Armoring is the condition that results when energy is bound by muscular contraction and does not flow through the body.
Wilhelm Reich was a significant contributor to the body of mind sciences of the early 20th century and is credited as being the key driver of this form of scientific inquiry in the West until the 1940s. Reich proposed a model of the human condition that postulated a theory of energy being a primary component of all matter and space, a concept he called the orgone energy. This energy was necessary for living organisms as, in effect, it was a "life force." He devised ways to quantify this orgone as being electromagnetic and that it could be measured, sensed, and worked with in therapy.
Reich had developed some key concepts about the human condition that fell under his theories of Orgonomy. Reich delineated armoring concepts during the Character Analysis and Orgasm Theory period of 1928-34. Reich defined Orgonomy as the science of cosmic orgone energy (Reich:1934). Reich (1934) further explained orgone energy as "primordial cosmic energy; universally present & demonstrable visually, thermically, spectroscopically, and using Geiger-Mueller counters, in the living organism."
From this place, Reich was interested in how this orgone energy interacted with the human condition and expressed itself in the body and the mind. Reich established orgone therapy from this place as the "Mobilisation of the orgone energy in the organism, i.e., the liberation of the biophysical emotions from muscular & character armoring to establish, if possible, orgastic potency" (Reich:1934). Reich stated that we develop muscular armoring to block this orgone energy.

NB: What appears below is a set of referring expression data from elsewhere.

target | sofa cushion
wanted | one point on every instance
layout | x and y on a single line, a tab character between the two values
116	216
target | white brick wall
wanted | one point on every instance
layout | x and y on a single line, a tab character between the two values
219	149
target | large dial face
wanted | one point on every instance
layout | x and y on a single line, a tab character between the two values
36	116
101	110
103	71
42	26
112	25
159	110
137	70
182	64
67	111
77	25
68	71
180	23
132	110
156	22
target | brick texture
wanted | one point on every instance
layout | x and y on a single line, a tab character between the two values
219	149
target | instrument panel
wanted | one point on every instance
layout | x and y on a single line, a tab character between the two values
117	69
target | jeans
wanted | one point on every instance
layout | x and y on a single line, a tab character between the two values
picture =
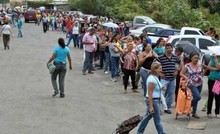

The overall effect of muscular armoring with character armoring created the individual. Alexander Lowen, an associate of Reich, best summed up this overall effect as "The character of the individual as it manifests in his typical pattern of behavior is also portrayed on the somatic level by the form and movement of the body. The body expression is the somatic view of the typical emotional expression, which is seen on the psychic level as the character. Defenses show up in both dimensions, in the body as muscular armoring. ” (Lowen:1976).
Contained this theory within Reich's overall view of the energy economy. This theory stated, "Economically speaking, the character in ordinary life and the character resistance in the analysis serves the same function: avoiding unpleasure, establishing and maintaining a psychic equilibrium – neurotic as it may be – and finally, that of absorbing repressed energies. One of its cardinal functions is binding "free-floating" anxiety, or, in other words, absorbing dammed-up energy in the body. (Reich:1934).